What is Proton Therapy?
"Proton therapy potentially represents the best of both worlds – delivering a high dose of radiation to tumors, while at the same time limiting side effects to patients."
Stephen Hahn, MD, Chairman of the Department of Radiation Oncology at Penn Medicine
Proton therapy is a non–invasive, incredibly precise cancer treatment that uses a beam of protons moving at very high speeds to destroy the DNA of cancer cells, killing them and preventing them from multiplying.
The Benefits of Proton Therapy at Roberts Proton Therapy Center
Unlike conventional radiation that can affect surrounding healthy tissue as it enters the body and targets the tumor, proton therapy's precise, high dose of radiation is extremely targeted. This targeted precision causes less damage to healthy, surrounding tissue.
When aimed at cancer tumors, protons pack impressive power. Protons release their energy completely once they enter a tumor, limiting the radiation dose beyond the tumor, causing less damage to the healthy surrounding tissues and resulting in fewer side effects.
Even if you've already had a course of conventional radiation and are unable to receive more, you may still be able to receive proton therapy.
More facts about proton therapy:
- Proton therapy offers fewer reported side effects and complications
- Normal, healthy, surrounding tissues receive 50% to 70% less radiation
- Proton therapy offers an increased safe dose delivered to tumors
- Cure rates may be increased with proton therapy
- Proton therapy can re–treat tumors after recurrences
Increased Precision Close to Critical Organs
Thanks to its marvelous precision, proton therapy is perhaps the most advanced treatment for cancer tumors located close to critical organs and highly sensitive areas, such as the spinal cord, heart and brain.
Proton therapy, alone or in combination with other treatments, is a great choice for many specific types of cancers and benign conditions.
Proton therapy is also an important treatment option for cancers that cannot be completely removed by surgery.
How Proton Therapy Works
At the center of the cyclotron, protons from hydrogen gas are guided in a circular path by a powerful magnet and are accelerated to higher and higher energies.
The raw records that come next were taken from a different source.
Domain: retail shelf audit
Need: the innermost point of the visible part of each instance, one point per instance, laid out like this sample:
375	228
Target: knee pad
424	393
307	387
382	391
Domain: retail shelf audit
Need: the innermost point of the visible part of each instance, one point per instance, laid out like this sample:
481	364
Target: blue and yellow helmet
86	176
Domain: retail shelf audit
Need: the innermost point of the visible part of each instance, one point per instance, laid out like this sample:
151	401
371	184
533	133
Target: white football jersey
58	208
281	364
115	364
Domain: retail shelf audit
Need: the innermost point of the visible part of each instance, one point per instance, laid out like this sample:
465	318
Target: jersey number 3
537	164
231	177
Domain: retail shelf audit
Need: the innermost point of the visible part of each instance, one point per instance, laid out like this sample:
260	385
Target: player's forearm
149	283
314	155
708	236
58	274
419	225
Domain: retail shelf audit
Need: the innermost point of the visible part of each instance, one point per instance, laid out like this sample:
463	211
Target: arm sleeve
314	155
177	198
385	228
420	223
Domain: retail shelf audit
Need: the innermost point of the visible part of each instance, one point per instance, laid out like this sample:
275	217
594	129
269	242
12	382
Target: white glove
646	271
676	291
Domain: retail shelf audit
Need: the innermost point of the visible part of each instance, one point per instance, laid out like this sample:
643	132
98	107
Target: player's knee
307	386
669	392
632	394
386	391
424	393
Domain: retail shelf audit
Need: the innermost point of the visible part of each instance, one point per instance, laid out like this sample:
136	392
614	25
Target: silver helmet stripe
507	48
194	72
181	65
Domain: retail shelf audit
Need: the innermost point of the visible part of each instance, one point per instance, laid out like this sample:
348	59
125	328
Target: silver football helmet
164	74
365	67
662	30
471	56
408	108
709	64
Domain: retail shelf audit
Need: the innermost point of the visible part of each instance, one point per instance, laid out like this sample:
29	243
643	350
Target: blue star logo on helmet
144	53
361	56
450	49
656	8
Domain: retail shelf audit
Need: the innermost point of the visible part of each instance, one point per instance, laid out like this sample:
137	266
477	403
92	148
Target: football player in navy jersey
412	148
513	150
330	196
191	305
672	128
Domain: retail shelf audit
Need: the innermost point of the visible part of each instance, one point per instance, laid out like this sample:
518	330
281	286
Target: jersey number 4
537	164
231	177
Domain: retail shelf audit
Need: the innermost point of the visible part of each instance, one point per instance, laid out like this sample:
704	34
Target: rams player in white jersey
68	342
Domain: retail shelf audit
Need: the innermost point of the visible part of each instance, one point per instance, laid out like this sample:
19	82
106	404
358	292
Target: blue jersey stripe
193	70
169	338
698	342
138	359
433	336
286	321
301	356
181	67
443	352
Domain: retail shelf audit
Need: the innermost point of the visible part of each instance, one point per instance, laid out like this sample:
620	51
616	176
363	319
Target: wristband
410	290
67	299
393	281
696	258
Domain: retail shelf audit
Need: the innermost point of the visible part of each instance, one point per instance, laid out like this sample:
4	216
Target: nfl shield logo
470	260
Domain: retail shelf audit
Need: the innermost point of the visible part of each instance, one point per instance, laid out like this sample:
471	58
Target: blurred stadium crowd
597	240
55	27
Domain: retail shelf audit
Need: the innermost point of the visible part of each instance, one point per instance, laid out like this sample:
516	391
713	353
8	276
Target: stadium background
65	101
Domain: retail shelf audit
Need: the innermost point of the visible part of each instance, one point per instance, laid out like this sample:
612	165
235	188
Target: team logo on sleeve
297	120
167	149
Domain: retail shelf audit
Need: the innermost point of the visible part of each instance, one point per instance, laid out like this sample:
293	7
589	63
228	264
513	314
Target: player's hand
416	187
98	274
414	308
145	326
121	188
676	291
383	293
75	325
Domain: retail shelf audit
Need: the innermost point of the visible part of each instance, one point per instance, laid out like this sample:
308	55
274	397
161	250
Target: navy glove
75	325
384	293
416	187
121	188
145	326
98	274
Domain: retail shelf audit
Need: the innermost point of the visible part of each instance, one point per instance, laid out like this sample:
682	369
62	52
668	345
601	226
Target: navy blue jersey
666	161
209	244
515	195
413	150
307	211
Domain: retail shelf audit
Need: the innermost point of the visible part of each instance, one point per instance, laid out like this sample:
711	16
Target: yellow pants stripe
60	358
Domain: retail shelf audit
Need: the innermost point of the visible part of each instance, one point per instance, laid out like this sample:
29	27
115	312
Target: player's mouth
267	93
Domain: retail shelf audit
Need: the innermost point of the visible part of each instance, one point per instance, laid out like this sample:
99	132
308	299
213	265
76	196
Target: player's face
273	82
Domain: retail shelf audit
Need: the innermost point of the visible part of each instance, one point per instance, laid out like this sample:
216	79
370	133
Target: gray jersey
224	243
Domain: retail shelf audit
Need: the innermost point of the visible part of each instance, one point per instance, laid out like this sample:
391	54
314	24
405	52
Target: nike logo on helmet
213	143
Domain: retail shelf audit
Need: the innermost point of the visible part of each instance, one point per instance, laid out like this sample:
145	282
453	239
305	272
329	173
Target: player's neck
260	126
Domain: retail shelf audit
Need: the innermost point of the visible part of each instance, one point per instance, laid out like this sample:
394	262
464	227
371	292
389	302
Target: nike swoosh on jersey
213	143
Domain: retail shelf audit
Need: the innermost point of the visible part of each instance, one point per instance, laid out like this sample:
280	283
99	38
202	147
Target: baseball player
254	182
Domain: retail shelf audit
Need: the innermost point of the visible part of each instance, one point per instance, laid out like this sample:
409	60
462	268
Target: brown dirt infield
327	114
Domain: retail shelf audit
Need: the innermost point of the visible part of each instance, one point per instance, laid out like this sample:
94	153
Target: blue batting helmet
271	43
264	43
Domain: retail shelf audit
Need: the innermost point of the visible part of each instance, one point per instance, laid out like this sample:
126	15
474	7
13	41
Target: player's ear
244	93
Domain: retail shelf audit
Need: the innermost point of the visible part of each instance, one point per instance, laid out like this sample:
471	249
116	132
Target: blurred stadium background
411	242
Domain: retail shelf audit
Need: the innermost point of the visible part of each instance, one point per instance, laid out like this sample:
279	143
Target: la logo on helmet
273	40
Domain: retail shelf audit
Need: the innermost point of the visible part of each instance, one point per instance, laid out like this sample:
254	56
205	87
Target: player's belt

As the protons gain energy, they spiral outward to the edge of the cyclotron magnet where, traveling at close to two–thirds of the speed of light, a high voltage deflects them out of the cyclotron into a beamline. The beamline is an airless tube that runs for about the length of a football field in which the proton beam is guided by other magnets into the treatment rooms.
Inside the treatment room, the proton beam exits the beamline through the "nozzle" where the beam energy is adjusted and a multi–leaf collimator precisely shapes it to match the unique 3–D profile of the patient's tumor delivering the most effective dose exactly where it's needed.
Multi–Leaf Collimator (MLC)
Penn is one of the few centers in the world, and the only facility in the United States, to offer the additional precision of a multi–leaf collimator (MLC).
This tool enables us to deliver protons in the exact shape needed for your tumor, delivering optimum results, each and every time.
Pencil Beam Proton Therapy
The Roberts Proton Therapy Center is one of the few centers in the world that offers pencil beam scanning (PBS). Proton therapy delivered with PBS allows doctors to "paint" the tumor with a proton beam tuned to a precise range, as well as adjust the intensity of the beam to achieve the desired dose distribution.
Pencil beam scanning is ideal for complex cancers, in which the tumor is located near critical structures.
You'll find the world's largest, most advanced proton therapy capabilities in Philadelphia at the Roberts Proton Therapy Center at Penn Medicine.